The magnetic flux threading the black hole horizon controls jet efficiency, magnetization, and radiative output in three accretion states.

A machine-rendered reading of the paper's core claim, the machinery that carries it, and where it could break.

This paper runs three-dimensional general relativistic magnetohydrodynamic simulations of a rapidly spinning black hole with different initial magnetic field setups. It identifies magnetically arrested disk, intermediate, and standard and normal evolution states and shows that the horizon magnetic flux acts as the main control knob for jet power and radiation. The work links simulation results to observations by producing spectral energy distributions and X-ray light curves that match patterns in sources such as GRS 1915+105 and Cyg X-1. A clear hierarchy emerges with MAD states brightest and most variable due to flux eruptions, while INT and SANE states show less extreme behavior from reconnection and turbulence.

Core claim

The magnetic flux threading the black hole horizon emerges as the fundamental state variable controlling jet efficiency, flow magnetization, and radiative output across MAD, INT, and SANE accretion states.

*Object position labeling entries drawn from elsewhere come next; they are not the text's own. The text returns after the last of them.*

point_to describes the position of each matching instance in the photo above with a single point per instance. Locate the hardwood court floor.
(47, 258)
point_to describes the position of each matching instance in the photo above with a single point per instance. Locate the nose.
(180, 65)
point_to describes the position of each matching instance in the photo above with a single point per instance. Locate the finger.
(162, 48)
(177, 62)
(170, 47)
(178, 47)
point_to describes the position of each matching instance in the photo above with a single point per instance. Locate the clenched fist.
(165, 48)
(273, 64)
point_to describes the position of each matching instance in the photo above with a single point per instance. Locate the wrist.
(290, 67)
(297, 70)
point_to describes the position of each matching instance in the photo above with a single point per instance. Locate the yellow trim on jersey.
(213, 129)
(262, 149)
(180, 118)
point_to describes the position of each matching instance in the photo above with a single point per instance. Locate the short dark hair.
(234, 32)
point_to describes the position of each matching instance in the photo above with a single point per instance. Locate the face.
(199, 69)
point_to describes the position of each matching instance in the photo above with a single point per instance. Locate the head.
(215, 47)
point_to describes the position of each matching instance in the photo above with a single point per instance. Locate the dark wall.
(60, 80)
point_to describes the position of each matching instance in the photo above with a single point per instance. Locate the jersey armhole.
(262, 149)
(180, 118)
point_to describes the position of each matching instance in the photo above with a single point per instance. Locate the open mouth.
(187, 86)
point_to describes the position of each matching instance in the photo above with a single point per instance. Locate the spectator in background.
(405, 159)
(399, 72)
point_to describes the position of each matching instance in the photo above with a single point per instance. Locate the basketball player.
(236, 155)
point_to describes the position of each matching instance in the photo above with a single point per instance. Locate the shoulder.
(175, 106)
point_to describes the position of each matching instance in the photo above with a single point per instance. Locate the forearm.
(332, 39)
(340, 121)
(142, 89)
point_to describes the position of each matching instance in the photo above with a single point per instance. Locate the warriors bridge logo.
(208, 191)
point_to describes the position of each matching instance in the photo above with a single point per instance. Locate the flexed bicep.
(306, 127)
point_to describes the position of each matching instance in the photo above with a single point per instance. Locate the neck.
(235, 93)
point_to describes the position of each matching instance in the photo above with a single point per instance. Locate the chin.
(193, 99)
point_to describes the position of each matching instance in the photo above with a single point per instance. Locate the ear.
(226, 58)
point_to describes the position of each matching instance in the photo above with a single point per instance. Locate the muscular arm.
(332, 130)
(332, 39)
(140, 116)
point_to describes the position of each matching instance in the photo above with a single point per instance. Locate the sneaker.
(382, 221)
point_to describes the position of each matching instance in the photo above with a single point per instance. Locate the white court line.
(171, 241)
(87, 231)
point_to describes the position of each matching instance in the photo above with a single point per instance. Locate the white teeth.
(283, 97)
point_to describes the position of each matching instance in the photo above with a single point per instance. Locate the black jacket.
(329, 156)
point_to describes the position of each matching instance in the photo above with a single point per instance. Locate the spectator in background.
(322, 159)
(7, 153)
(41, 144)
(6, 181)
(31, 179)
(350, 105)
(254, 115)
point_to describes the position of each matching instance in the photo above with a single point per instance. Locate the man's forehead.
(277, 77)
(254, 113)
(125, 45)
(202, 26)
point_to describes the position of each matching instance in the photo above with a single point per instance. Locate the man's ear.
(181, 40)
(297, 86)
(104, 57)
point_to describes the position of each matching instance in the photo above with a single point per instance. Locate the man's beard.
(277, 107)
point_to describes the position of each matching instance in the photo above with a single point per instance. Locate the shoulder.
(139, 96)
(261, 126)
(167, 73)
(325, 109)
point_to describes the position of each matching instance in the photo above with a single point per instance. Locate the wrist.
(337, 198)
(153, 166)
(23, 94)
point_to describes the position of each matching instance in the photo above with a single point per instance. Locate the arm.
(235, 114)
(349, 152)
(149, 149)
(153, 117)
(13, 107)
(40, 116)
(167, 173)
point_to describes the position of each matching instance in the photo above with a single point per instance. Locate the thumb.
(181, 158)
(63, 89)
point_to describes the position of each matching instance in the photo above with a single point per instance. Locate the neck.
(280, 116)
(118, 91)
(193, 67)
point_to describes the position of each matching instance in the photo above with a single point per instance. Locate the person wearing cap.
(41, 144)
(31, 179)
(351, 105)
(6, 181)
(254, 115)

Simulations with varying initial magnetic geometries demonstrate that MAD states exhibit the highest luminosity and fractional variability through quasi-periodic flux eruptions, INT states show moderate variability from episodic reconnection, and SANE states are driven by stochastic MRI turbulence.

What carries the argument

The magnetic flux threading the black hole horizon, which determines the transition between and properties of MAD, INT, and SANE states.

If this is right

  • MAD states yield the highest time-averaged luminosity and X-ray emission with quasi-periodic variability.
  • INT and SANE states produce moderate variability from reconnection and MRI turbulence respectively.
  • All twelve temporal classes of GRS 1915+105 can be mapped to the three magnetic states.
  • Cyg X-1's hard state matches a sustained INT configuration.
  • HLX-1's high luminosities result from efficient Blandford-Znajek jet extraction in MAD states at higher black hole masses.

Where Pith is reading between the lines

These are editorial extensions of the paper, not claims the author makes directly.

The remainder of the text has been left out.